Deux publications récentes nous permettent de (re) découvrir Mera :
Guerre, exil et prison d’un anarcho-syndicaliste
Dans son auto-biographie, Cipriano Mera [1], nous dit sa guerre et témoignage de façon simple et concise sur la participation des unités de la CNT dans un des secteurs géographiques les plus chauds de la guerre civile : la zone du centre de l’Espagne. Il nous raconte son expérience sans ambages ni circonlocutions, par le vif. Sans éluder certains aspects doctrinairement discutables, comme la militarisation des milices, il assume l’entière responsabilité de son intervention. Il ne passe rien sous silence et évite les justifications a posteriori.

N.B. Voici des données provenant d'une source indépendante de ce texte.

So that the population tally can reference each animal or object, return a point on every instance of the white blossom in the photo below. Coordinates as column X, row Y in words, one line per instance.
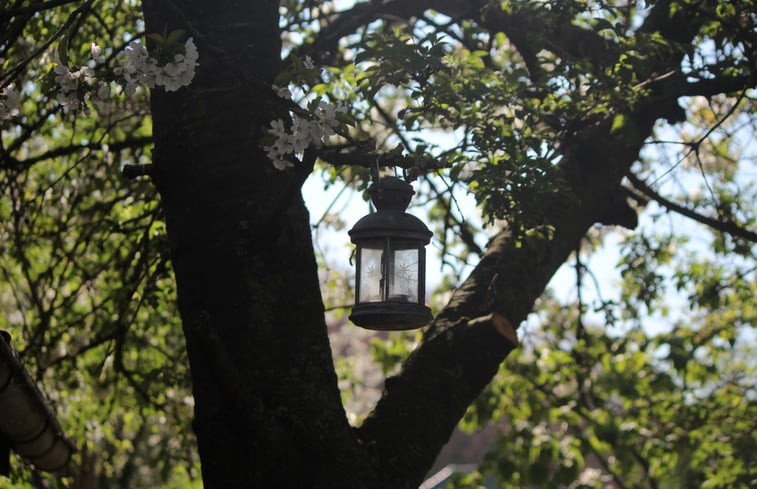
column 96, row 53
column 303, row 133
column 282, row 92
column 140, row 68
column 9, row 103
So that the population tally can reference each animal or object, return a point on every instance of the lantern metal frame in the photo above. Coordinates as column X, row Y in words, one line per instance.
column 381, row 237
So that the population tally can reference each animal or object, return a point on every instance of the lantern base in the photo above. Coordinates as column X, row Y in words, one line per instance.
column 390, row 316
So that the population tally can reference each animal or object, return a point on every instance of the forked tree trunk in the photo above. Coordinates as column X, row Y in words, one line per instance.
column 267, row 408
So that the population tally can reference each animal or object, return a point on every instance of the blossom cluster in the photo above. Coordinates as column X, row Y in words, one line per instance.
column 9, row 103
column 302, row 133
column 136, row 68
column 313, row 129
column 141, row 68
column 68, row 80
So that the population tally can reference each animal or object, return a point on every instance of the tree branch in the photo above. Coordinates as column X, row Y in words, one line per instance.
column 729, row 227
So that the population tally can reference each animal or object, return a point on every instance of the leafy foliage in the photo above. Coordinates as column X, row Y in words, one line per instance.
column 653, row 388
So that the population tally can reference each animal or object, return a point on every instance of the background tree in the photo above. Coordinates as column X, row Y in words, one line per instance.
column 551, row 108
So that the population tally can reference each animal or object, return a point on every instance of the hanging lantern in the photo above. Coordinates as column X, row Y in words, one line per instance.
column 391, row 261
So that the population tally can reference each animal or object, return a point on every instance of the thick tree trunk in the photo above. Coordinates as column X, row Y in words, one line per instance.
column 268, row 411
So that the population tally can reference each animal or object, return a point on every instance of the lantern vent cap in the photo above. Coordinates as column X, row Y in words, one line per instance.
column 391, row 194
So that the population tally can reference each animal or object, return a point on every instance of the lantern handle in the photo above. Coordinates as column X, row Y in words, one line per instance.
column 375, row 172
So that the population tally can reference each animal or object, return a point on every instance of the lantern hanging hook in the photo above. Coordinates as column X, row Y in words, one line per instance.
column 376, row 172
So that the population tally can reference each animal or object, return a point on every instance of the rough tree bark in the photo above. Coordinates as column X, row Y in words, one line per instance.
column 268, row 410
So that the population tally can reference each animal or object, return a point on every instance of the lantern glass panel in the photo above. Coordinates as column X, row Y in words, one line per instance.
column 403, row 272
column 371, row 273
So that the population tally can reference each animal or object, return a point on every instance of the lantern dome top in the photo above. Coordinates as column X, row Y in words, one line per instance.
column 391, row 197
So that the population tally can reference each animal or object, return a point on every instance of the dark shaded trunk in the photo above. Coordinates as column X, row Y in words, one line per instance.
column 268, row 411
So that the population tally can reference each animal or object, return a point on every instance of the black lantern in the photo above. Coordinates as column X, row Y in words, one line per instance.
column 391, row 261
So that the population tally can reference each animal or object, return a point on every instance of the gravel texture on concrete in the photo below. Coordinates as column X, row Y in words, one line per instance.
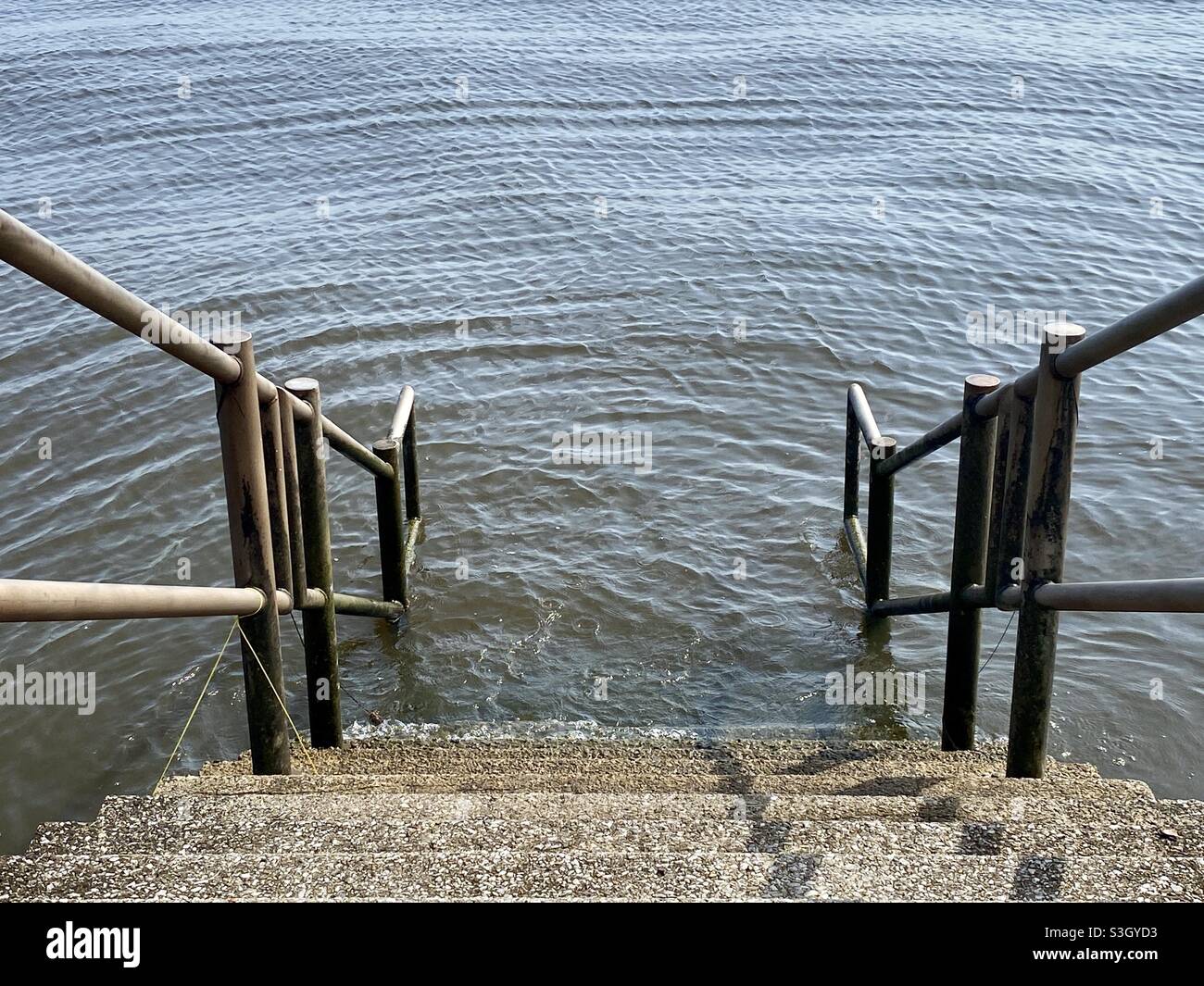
column 672, row 818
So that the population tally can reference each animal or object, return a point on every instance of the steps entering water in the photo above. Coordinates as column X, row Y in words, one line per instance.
column 646, row 817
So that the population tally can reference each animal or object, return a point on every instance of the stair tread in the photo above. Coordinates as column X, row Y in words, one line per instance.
column 735, row 756
column 878, row 780
column 490, row 874
column 1152, row 837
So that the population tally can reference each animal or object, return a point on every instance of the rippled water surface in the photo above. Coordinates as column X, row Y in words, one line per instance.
column 693, row 219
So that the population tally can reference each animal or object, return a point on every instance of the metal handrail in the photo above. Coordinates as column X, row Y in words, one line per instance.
column 1150, row 321
column 273, row 464
column 31, row 252
column 1010, row 521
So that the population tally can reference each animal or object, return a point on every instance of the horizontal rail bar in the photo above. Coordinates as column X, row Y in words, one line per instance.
column 31, row 252
column 908, row 605
column 859, row 405
column 401, row 414
column 360, row 605
column 974, row 596
column 1150, row 596
column 926, row 444
column 1156, row 318
column 1168, row 312
column 37, row 601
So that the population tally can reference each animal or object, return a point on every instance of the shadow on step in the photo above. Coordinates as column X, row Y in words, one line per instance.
column 793, row 874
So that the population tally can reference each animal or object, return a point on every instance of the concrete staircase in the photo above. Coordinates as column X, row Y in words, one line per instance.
column 642, row 818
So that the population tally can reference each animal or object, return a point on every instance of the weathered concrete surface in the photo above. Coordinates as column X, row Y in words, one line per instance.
column 665, row 818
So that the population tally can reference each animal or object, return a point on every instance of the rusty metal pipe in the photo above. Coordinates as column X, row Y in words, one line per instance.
column 251, row 547
column 859, row 406
column 37, row 256
column 292, row 493
column 40, row 601
column 1148, row 596
column 926, row 444
column 1054, row 426
column 402, row 413
column 320, row 638
column 879, row 540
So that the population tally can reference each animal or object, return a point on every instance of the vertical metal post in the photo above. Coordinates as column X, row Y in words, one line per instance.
column 392, row 524
column 1054, row 426
column 880, row 524
column 277, row 508
column 1015, row 493
column 998, row 490
column 320, row 640
column 409, row 460
column 851, row 461
column 293, row 495
column 967, row 568
column 251, row 545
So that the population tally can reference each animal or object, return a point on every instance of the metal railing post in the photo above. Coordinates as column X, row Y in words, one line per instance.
column 293, row 496
column 320, row 640
column 392, row 524
column 409, row 464
column 1012, row 511
column 1055, row 419
column 251, row 545
column 851, row 461
column 880, row 524
column 277, row 507
column 968, row 565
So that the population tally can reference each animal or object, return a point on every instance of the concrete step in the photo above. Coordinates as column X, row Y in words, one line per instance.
column 565, row 808
column 847, row 779
column 729, row 757
column 558, row 876
column 865, row 837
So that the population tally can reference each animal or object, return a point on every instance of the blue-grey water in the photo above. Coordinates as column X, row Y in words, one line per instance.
column 698, row 220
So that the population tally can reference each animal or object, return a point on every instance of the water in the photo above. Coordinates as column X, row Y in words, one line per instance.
column 597, row 208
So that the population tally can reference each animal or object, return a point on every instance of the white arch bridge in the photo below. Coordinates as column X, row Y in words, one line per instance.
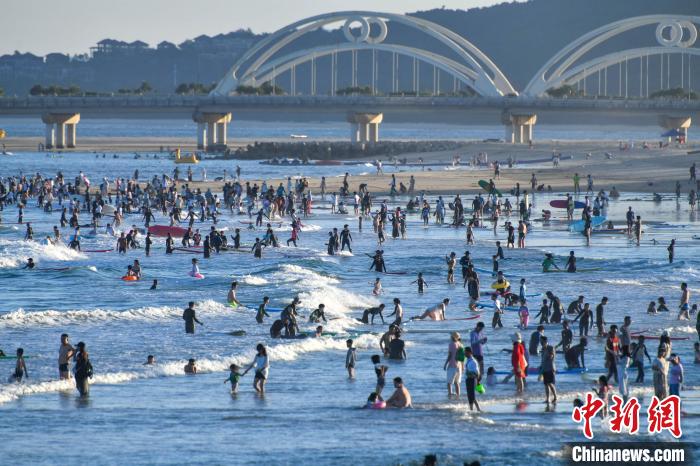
column 586, row 72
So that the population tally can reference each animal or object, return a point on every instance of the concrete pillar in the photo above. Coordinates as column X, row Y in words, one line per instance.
column 354, row 133
column 213, row 138
column 519, row 127
column 60, row 136
column 364, row 127
column 374, row 132
column 679, row 123
column 364, row 132
column 50, row 141
column 201, row 136
column 61, row 130
column 221, row 133
column 70, row 135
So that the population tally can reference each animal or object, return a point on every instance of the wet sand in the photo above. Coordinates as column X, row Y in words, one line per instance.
column 633, row 170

Cipriano Mera Sanz / 1897-1975 / De la guerre à l’exil
Cette biographie inédite [2] nous montre une figure emblématique et injustement oubliée du prolétariat révolutionnaire madrilène, maçon devenu général de l’armée populaire, au cœur d’un événement politique majeur du XXe siècle : la guerre civile espagnole. Comme Durruti, Cipriano Mera s’engage à fond dans la guerre de classes qui ravage l’Espagne. Comme Durruti, il a connu les cachots de la dictature de Primo de Rivera, puis ceux de la République. Cependant, à la différence du martyr fauché en pleine gloire en novembre 1936, Cipriano Mera gardera les armes à la main jusqu’en mars 1939, et bien au-delà…
Mais le dernier chapitre, "épilogue", n’aborde que brièvement la mise au ban de Mera suite aux tristes manœuvres de la "sainte famille" Esgleas-Montseny qui, dans les années 60, par ses politiques de normalisation, d’immobilisme habillé de démagogie puriste, favorisa clairement la passivité en faveur d’une évolution politique lente de prétendues forces politiques "progressistes et vaguement antifranquistes" [3].

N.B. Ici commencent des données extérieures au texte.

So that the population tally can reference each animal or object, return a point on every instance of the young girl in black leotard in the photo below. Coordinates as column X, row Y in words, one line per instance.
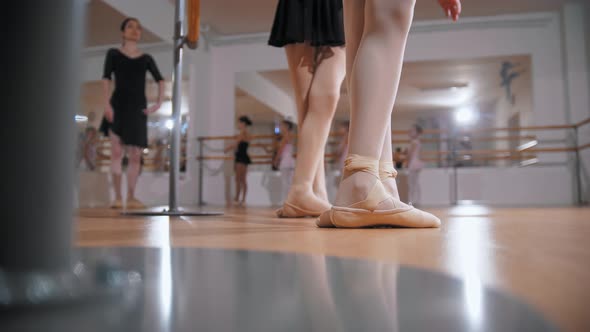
column 242, row 159
column 126, row 109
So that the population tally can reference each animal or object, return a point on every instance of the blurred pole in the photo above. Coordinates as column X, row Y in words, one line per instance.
column 40, row 86
column 176, row 104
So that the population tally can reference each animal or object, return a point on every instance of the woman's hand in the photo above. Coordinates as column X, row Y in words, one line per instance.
column 152, row 109
column 108, row 113
column 452, row 8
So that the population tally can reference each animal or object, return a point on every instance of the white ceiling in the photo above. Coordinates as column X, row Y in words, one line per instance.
column 103, row 25
column 229, row 17
column 250, row 16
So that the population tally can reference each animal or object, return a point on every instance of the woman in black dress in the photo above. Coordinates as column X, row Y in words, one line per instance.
column 126, row 108
column 312, row 33
column 242, row 159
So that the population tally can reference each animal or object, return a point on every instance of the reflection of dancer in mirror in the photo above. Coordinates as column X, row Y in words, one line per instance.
column 415, row 164
column 312, row 33
column 126, row 110
column 242, row 159
column 376, row 35
column 284, row 158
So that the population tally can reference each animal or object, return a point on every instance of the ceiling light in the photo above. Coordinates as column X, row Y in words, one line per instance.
column 169, row 124
column 465, row 116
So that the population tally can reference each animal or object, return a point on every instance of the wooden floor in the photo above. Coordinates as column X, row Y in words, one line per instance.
column 540, row 255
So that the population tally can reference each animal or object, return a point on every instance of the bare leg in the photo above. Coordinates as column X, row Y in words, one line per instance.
column 387, row 159
column 379, row 59
column 321, row 100
column 116, row 161
column 134, row 154
column 414, row 186
column 301, row 68
column 238, row 182
column 319, row 180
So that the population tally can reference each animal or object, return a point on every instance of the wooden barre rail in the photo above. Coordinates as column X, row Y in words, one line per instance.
column 431, row 131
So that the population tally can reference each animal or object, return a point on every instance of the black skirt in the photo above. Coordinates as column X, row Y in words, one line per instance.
column 318, row 22
column 130, row 126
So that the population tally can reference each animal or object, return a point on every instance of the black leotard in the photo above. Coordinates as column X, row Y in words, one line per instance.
column 129, row 100
column 242, row 153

Opposé à cette passivité, Mera sera désormais le "mouton noir" à écarter et la sainte famille usera de toutes moyens pour le discréditer, mettant en cause son honnêteté et l’accusant notamment de détournement de fonds de la DI.

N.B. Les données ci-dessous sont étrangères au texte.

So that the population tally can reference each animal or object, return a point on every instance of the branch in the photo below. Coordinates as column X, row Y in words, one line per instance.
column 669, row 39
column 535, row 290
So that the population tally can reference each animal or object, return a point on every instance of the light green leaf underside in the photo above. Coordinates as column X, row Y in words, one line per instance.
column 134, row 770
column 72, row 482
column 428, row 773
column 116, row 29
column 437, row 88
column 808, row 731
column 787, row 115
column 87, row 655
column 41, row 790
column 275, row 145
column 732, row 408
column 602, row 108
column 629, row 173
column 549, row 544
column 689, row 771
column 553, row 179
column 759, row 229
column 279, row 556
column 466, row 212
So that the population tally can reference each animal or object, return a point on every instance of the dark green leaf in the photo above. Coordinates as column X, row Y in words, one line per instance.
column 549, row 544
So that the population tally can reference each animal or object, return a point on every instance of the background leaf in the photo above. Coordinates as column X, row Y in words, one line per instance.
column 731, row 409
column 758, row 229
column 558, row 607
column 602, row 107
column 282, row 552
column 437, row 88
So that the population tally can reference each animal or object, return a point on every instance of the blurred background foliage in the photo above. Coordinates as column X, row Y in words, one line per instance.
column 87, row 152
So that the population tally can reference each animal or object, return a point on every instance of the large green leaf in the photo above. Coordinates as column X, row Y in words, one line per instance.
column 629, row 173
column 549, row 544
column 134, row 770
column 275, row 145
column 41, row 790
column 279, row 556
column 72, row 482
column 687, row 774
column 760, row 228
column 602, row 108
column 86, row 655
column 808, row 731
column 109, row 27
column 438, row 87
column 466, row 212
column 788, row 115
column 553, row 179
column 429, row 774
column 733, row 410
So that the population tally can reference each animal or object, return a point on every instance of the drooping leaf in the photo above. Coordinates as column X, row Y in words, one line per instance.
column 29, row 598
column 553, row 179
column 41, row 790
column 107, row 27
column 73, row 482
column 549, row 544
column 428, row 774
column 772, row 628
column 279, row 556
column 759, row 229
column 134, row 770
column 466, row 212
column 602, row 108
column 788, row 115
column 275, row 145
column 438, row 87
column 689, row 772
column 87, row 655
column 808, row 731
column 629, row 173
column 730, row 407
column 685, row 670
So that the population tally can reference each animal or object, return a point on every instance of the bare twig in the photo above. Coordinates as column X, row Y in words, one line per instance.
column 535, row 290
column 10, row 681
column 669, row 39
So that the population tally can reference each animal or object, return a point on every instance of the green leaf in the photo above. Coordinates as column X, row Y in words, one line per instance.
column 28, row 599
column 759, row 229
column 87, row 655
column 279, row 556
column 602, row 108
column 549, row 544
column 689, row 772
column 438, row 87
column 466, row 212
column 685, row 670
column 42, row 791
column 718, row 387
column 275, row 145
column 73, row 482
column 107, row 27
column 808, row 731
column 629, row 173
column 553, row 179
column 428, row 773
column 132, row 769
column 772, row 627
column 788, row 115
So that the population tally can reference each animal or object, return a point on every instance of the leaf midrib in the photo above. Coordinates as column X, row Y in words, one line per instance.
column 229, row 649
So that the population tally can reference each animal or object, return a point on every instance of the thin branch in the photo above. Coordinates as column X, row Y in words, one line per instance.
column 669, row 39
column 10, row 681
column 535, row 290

La charge contre Mera fut violente, méthodique et assurément dogmatique. Affecté mais combatif, il résistera aux comportements nauséabonds et dans une lettre, il réfuta les accusations d’Esgleas et de Llansola, secrétaire de coordination du SI :
"J’accuse Germinal Esgleas, pour les raisons suivantes :"
– PREMIÈREMENT : avoir sciemment accepté le poste qu’il occupe aujourd’hui, en dépit du fait que le Congrès qui l’a nommé ait approuvé la gestion de la section D.I, dont il avait démissionné parce qu’il était contre cette gestion, et qu’il a sabotée, comme mission qu’on lui avait déléguée, dès le départ du dedans et du dehors.
– DEUXIÈMEMENT : Être responsable de la plupart des problèmes qui ont empêché la coordination normale des activités au sein de la Défense intérieure et à cause de son objectif de torpiller son fonctionnement, comme en témoigne le fait de sa démission quelques mois avant la Congrès confédéral, où il savait qu’il devait être présenté comme candidat au poste de secrétaire général. C’est ce qui se dégage de l’analyse de ce que fut sa conduite pour respecter l’engagement pris lorsqu’il était à la D.I.
– TROISIÈMEMENT : En raison de son attitude opposée à toutes les normes organiques de l’éthique libertaire, et de ses manœuvres bolcheviques depuis son poste de secrétaire général, lequel lui a servi, durant son mandat, à empêcher que le problème soit présenté dans les règles à la Défense intérieure, afin d’y être examiné et résolu au profit du Mouvement libertaire, et par respect pour le poste qu’il occupe dans la CNT.
– QUATRIÈMEMENT : Étant donné qu’il est le plus grand responsable de la paralysie totale des accords de 1961 (unification des deux tendances de la CNT en exil) en matière de lutte clandestine, car il n’a pas répondu à notre dénonciation présentée à la Commission de Défense intérieure, en dépit du fait que lors de cette réunion incomplète de confrontation (11 avril 1964) nous ayons étayé notre accusation. Cela entrainait que ce cas soit posé à l’Organisation pour qu’elle le solutionne, puisqu’il était hors de toute éthique libertaire que les individus accusés résolvent eux-mêmes cette situation délicate.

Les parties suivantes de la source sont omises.